A couple of days ago Google released Google Calendar Sync for Outlook. It’s free, so I downloaded it and gave it a test drive. In summary, it’s not ready for prime time… yet. It’s major limitation is that (unlike Google Sync for your Blackberry which allows you to choose which of your calendars to sync) it will only sync your primary calendar. Also, unlike GSyncIt ($10), you cannot choose which Outlook calendar you want to sync with. Once Google overcomes these limitations, I’m sure it will be a superior product to any competitor’s and of course, well worth the price.
UPDATE: I am no longer using the solutions outlined in this post. See my more recent post about Google Sync.
Like everyone else, I use Google calendar as my primary calendar. Having just bought a Blackberry Curve 8320, I wanted a way to sync the calendar on the device w/ my Google calendar. Fortunately (or unfortunately) there is no shortage of ways to do this. After trying several methods I ended up deciding to use CompanionLink for Google Calendar, and for me it’s worth every penny of the $29.95 price tag even though there are several free solutions out there.

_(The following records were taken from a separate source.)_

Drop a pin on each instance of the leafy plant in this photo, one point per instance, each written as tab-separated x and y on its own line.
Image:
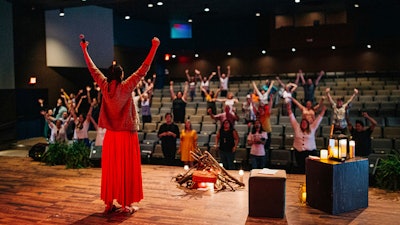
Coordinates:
77	156
55	155
388	172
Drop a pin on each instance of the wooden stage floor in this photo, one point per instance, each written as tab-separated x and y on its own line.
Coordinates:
33	193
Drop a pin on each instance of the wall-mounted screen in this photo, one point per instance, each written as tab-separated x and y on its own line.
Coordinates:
180	30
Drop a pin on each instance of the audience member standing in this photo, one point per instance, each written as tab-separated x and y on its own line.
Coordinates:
168	134
81	126
263	113
178	102
192	81
205	83
340	112
227	140
308	111
59	109
224	80
188	143
211	98
226	115
362	135
256	139
310	86
58	129
304	137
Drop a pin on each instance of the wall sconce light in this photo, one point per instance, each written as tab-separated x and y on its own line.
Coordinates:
61	14
302	194
32	80
206	8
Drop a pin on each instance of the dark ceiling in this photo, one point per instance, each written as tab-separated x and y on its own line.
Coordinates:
183	9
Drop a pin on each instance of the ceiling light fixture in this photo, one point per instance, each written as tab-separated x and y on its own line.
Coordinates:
61	14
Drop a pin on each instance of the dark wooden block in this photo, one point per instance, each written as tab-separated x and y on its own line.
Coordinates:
267	194
337	187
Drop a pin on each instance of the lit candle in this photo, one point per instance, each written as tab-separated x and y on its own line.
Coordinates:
202	185
241	173
210	186
324	154
343	147
352	152
335	152
304	197
331	146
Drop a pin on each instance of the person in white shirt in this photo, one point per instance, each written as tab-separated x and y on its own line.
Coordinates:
223	80
304	137
205	83
82	126
256	139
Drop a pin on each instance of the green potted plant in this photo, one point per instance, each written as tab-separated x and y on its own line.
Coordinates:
388	172
77	156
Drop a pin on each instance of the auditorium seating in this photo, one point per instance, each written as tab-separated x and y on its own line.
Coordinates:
379	96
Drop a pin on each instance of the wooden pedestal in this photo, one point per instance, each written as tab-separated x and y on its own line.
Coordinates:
337	187
267	194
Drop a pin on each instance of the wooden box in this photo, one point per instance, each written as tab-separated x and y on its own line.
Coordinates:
267	194
337	187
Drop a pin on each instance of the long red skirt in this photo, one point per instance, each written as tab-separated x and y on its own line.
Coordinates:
121	177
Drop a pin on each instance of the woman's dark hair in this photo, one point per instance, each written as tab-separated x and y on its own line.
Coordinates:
115	72
254	130
307	130
230	125
360	122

Here’s what I was looking for
- Direct desktop synchronization, OR
- Synchronization via Outlook 2002 (paying for an upgrade of Outlook to 2003/2007 is out of the question)

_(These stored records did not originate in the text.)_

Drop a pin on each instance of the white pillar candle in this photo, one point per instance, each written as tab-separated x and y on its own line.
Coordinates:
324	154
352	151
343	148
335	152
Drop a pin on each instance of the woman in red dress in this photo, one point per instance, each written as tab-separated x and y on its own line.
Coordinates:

- Robust support for all day events, recurring events, and reminders
- Automatic or periodic syncing whenever the device is connected to the PC
Companion link was the only solution that met all of those requirements. The only limitation that I have come across is that it will not sync multiple calendars, but that is not a deal killer for me. I should also say that I was not able to get it to work properly until I found this set up guide.

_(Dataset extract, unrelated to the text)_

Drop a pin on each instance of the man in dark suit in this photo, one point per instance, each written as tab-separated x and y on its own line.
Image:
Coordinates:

Here’s some of the alternatives that I didn’t choose and why.
Desktop Syncing Solutions
It seems like there are a lot of Outlook 2003/2007 plugins that will do what companion sync does for free or at least for less money. That’s great if you have Outlook 2003/2007, but I don’t so I couldn’t really say how well these work or don’t. Maybe they’ll work for you.
“Over the Air Syncing” Solutions
The appeal of over the air syncing is obvious since you don’t need to be tethered to a PC to sync. The reality, however, is a little different. Many limit the number of days ahead that can be synced (for data traffic reasons), and some require pretty heavy tweaking of your network connection settings – which can be problematic for other apps on your device.
- GCalSync (free) – You get what you pay for. I was able to get this working after tweaking some connection settings, but the resulting calendar events on the hand held were off by several hours. Although there is a fix for the apparent timezone issues, I would still say that this is not yet ready for prime time since it does not support recurring events, reminders, and it even messes up all day events. Furthermore you must manually start the sync each time.
- GooSync – This is really just a service that will provide a SyncML host for your Google calendar data. It requires a download of a separate SyncML client app for $19.95. I could not get the client app to work at all, so my money and time go elsewhere.
“No Sync” Solutions
You may even wonder why I would want to sync at all since I can access my Google calendar via the Blackberry web browser or Opera mini. Mainly it’s because even though my Blackberry’s screen may be tiny, I like to start out by looking at a whole month, not an agenda. And what happens when I want to see if I’m free some day 3 months from now? That being said, the mobile web version of the Google calendar does fill in the gap nicely when my Blackberry’s calendar may be out of sync, or if I need to see something on one of the other calendars (besides my primary calendar).
Hopefully, Google will soon release a mobile app for their calendar just like the ones for gmail and maps. Then we can put all this unpleasantness behind us.